Unnamed: 0,type,requests,bytes
0,font,1,7884
1,script,1,5004
2,image,1,47302


In [48]:
pie_chart_requests = alt.Chart(df_requests_type).mark_arc().encode(
    theta=alt.Theta(field="requests", type="quantitative", stack=True),
    color=alt.Color(field="type", type="nominal", sort=None),
    order=alt.Order(field="requests", type="quantitative", sort='descending'),
    tooltip=["type", alt.Tooltip("requests:Q", format=".0")]
).properties(
    title="Requests by Type"
)
pie_chart_requests + pie_chart_requests.mark_text(
    radius=160
).encode(
    text=alt.Text("requests:Q", format=".0")
)

In [47]:
pie_chart_bytes = alt.Chart(df_requests_type).mark_arc().encode(
    theta=alt.Theta(field="bytes", type="quantitative", stack=True),
    color=alt.Color(field="type", type="nominal", sort=None),
    order=alt.Order(field="bytes", type="quantitative", sort='descending'),
    tooltip=["type", alt.Tooltip("bytes:Q", format=".1s")]
).properties(
    title="Bytes by Type"
)
pie_chart_bytes + pie_chart_bytes.mark_text(
    radius=160
).encode(
    text=alt.Text("bytes:Q", format=".1s")
)

If this was all the information we needed, then JOINING the `pages` table would have been unecessary. All the requests data can be aggregated using `page` column in `requests` table.
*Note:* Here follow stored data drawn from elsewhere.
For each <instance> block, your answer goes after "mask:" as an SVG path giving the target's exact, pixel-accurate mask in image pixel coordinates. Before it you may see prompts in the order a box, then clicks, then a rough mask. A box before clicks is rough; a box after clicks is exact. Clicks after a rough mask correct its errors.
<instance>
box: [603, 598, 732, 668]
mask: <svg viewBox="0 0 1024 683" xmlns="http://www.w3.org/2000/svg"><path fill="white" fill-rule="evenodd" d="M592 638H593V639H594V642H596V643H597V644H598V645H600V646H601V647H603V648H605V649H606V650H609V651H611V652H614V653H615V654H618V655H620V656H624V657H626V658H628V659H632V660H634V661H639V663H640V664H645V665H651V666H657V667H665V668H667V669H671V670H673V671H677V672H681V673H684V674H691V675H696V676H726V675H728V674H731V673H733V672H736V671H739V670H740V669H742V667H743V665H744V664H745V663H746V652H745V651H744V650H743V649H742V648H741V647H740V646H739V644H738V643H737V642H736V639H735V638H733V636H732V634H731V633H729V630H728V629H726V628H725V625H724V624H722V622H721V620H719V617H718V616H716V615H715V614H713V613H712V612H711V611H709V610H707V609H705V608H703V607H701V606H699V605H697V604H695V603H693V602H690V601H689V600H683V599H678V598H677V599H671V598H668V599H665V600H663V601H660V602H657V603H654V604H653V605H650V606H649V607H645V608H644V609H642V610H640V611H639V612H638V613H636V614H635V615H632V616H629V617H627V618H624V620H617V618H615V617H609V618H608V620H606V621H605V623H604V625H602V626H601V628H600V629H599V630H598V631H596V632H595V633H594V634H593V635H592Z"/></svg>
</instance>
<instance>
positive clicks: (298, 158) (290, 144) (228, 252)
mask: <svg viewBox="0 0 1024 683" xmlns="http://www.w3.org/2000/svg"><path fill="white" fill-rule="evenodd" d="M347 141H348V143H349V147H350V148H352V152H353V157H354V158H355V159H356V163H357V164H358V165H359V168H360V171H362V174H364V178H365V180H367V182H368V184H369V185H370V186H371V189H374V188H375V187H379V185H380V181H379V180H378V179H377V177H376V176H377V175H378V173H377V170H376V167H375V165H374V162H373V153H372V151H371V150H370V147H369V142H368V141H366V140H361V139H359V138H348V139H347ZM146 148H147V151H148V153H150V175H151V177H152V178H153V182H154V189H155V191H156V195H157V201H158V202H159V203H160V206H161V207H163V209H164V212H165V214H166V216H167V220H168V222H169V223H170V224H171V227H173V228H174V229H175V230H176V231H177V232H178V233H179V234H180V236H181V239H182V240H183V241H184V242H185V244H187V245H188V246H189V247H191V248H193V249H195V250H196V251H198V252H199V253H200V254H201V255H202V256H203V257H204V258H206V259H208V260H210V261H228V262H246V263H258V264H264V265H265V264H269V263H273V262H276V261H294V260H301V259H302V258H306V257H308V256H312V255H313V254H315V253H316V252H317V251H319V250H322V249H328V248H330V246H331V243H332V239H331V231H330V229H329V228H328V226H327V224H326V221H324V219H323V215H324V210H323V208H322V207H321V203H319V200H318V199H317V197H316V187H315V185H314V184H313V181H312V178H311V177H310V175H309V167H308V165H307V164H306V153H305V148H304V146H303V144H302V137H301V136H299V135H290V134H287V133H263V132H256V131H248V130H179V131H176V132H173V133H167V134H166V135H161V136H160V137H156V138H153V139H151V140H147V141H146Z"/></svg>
Another example we will look into is the requests for JS scripts and page `_TotalBlockingTime` metric within the `payload` column. We are using the `page` column to classify whether the `requests` data is first or third party content.

The query below gets the median Total Blocking Time (TBT) per a number of first and third-party scripts.

In [175]:
# This query will process 47 GB when run.
%%bigquery df_tbt_scripts --project httparchive
WITH pages AS (
  SELECT
    page,
    CAST(ROUND(CAST(JSON_VALUE(payload, '$._TotalBlockingTime') AS FLOAT64)/100)*100 AS INT64) AS TBT_bucket
  FROM `httparchive.all.pages` TABLESAMPLE SYSTEM (1 PERCENT)
  WHERE date = '2024-05-01'
      AND client='desktop'
      AND is_root_page
  GROUP BY
    page,
    TBT_bucket
), requests AS (
  SELECT
    page,
    NET.REG_DOMAIN(url) = NET.REG_DOMAIN(page) AS is_1p_script,
    COUNT(0) AS count
  FROM `httparchive.all.requests` TABLESAMPLE SYSTEM (10 PERCENT)
  WHERE date = '2024-05-01'
      AND client='desktop'
      AND is_root_page
      AND type = "script"
  GROUP BY
    page,
    is_1p_script
  HAVING is_1p_script IS NOT NULL
)

SELECT
  is_1p_script,
  count,
  APPROX_QUANTILES(TBT_bucket, 100)[50] AS TBT_median
FROM requests
INNER JOIN pages
ON requests.page = pages.page
GROUP BY
  count,
  is_1p_script
ORDER BY
  count,
  is_1p_script

Query is running:   0%|          |

Downloading:   0%|          |

In [176]:
df_tbt_scripts

Unnamed: 0,is_1p_script,count,TBT_median
0,False,1,100
1,True,1,100
2,False,2,100
3,True,2,100
4,False,3,200
...,...,...,...
122,True,100,300
123,True,134,1100
124,False,226,0
125,False,255,0


In [177]:
# filter outliers
df_filtered = df_tbt_scripts[(df_tbt_scripts['TBT_median'] < 20000) & (df_tbt_scripts['count'] < 60)]

base = alt.Chart(df_filtered).mark_circle(opacity=0.5).encode(
    alt.X('count:Q').title('Script Count'),
    alt.Y('TBT_median:Q').axis(format='s').title('Total Blocking Time, ms'),
    alt.Color('is_1p_script:N').title('1st Party Script'),
    tooltip=['TBT_median', 'is_1p_script', 'count']
).properties(
    title="Total Blocking Time (ms) by 1st/3rd Script Count",
    width=1200,
    height=600
)

base + base.transform_loess('count', 'TBT_median', groupby=['is_1p_script']).mark_line()

**Note**: as the query in this guide is sampled the results may misrepresent the true metrics values.

General trend is that 3rd-party scripts tend to have a bigger correllation with the TBT than 1st-party. The TBT tends to increase as the number of 3rd-party scripts increases up to 20 scripts of a particular type per page.

After 20 scripts per page the TBT increases more 3rd-party scripts added to a page.

You can also make a copy of the workbook and experiment with some of your own visualization ideas for the data as well.